By Hugo Batten, Managing Director, APAC; Patrick Tan, Market Lead, Wider Asia; James Ha, Head of Research, APAC; Donguk Kim, Project Leader, Korea; Yeonjae Kim, Analyst, Korea; Chris Icanovski, Associate, Korea; Jessie Seo, Commercial Associate, Korea; William Lewis, Head of Commercial, APAC
We launched in Korea in late August with an event in Seoul. Korea is a fascinating, complex, and sometimes opaque energy market, so we are mapping out some insights from our first long-term Korean Power & Renewables Market Forecast. This first report was the product of over a year’s work from our Korean team as well as sessions with over 50 clients and friends to get detailed feedback on inputs, modeling methodology, and market and grid outcomes.
To ensure accessibility for readers without specialized knowledge of the Korean market, we’ll be taking a more conversational approach and in some instances, we have prioritized brevity over conveying the full complexity of the system. The main topics we will be exploring are the following:
Korea, like a lot of markets, is grappling with the multifaceted challenges of decarbonizing its power system. Many of these challenges are exacerbated by the structure of the economy (Asia’s 4th largest and heavily dependent on manufacturing with potential additional demand growth coming from expanding the semiconductor industry and data centers), small landmass (less than half the size of Great Britain), and high population density (52m inhabitants). There are three key tensions we explore:
- Approximately ₩500 trillion of generation investment is needed by 2050, but investors are grappling with rising policy, grid, and social license risk.

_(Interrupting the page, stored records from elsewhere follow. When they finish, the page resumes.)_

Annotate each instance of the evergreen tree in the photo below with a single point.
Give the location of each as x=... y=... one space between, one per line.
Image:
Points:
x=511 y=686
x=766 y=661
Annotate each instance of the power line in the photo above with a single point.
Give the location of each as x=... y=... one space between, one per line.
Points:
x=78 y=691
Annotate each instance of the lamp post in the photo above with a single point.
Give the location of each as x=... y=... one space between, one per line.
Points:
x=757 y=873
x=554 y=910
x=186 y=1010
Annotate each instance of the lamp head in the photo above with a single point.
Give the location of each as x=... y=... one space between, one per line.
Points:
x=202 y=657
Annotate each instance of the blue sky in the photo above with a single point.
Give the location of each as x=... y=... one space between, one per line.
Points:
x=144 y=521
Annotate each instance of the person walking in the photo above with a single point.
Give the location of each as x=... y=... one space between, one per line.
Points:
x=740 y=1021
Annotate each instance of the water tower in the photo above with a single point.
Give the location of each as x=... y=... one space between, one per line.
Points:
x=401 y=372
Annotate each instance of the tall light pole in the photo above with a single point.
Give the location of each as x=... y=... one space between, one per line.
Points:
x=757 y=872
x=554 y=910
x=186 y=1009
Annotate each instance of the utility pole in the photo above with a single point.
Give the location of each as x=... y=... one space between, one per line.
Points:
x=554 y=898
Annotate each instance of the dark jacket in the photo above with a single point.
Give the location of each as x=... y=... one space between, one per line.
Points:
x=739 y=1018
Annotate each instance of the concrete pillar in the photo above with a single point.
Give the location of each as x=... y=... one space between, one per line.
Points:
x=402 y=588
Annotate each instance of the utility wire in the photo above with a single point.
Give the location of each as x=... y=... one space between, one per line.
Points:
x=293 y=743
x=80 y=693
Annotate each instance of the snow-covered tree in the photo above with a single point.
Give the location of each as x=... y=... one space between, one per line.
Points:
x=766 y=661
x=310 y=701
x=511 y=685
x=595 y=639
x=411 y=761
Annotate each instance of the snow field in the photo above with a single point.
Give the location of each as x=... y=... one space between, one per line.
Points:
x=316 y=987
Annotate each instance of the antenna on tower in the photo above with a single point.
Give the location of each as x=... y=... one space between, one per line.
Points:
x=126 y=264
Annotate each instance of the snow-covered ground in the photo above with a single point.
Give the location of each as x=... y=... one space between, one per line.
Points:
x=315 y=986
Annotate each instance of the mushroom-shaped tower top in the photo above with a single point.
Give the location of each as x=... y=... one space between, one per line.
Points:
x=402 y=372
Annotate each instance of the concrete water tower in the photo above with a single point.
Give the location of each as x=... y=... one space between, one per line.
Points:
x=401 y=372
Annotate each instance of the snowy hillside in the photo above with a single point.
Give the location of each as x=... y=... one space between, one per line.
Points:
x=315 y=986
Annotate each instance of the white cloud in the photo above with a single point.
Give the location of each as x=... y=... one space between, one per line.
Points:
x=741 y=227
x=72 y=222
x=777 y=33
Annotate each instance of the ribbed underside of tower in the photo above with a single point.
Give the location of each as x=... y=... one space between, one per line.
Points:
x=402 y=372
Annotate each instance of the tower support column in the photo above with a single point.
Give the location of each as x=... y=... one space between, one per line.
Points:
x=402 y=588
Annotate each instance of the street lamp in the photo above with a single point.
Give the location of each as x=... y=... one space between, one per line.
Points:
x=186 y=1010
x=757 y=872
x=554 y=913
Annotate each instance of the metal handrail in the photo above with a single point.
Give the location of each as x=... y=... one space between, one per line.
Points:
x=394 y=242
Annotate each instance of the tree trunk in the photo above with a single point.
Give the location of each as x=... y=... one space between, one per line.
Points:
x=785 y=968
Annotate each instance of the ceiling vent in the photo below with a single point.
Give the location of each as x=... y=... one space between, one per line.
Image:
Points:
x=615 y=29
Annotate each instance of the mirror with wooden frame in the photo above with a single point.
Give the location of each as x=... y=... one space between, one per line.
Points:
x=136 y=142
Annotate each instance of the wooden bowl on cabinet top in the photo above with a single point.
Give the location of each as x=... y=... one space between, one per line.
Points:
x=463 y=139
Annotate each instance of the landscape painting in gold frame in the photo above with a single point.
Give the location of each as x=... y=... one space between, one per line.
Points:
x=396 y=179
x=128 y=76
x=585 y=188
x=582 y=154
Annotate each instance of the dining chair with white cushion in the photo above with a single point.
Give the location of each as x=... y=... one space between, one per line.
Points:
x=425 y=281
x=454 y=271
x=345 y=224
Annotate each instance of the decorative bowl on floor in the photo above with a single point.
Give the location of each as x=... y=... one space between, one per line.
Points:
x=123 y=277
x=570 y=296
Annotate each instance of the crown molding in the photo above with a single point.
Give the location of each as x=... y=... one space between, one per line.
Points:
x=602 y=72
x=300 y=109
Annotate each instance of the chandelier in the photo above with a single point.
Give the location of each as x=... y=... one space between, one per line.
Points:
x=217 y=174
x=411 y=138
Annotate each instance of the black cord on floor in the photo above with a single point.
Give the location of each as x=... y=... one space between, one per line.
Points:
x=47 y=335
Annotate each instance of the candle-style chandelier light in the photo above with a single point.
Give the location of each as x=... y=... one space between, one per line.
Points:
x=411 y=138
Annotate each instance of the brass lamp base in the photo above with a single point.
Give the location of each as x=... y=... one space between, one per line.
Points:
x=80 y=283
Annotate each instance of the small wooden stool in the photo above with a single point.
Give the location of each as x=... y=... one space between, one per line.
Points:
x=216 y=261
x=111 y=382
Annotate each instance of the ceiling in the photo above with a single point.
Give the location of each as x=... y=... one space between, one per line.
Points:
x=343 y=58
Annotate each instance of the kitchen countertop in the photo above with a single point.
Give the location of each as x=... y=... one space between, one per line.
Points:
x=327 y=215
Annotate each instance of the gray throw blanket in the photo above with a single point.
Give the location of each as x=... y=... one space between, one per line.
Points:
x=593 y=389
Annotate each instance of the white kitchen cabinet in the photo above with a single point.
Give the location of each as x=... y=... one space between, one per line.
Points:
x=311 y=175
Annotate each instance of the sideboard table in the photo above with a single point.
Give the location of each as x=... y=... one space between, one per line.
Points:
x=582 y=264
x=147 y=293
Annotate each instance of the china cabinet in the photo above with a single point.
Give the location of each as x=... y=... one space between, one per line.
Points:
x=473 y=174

- Renewables may have zero marginal costs, but electricity prices will likely be kept buoyant by international liquified natural gas (LNG) prices.
- Market reforms aim to boost efficiency of investment and dispatch, yet the government will want to maintain guardrails on the transition, and interventions and complexity are likely to increase.
While there are likely to be challenges and tensions through Korea’s energy transition, our long-term forecasts see material opportunities for new-build renewables, gas, batteries, and hydrogen infrastructure.
Our Korean Power & Renewables Market Forecast can be downloaded here by subscribers.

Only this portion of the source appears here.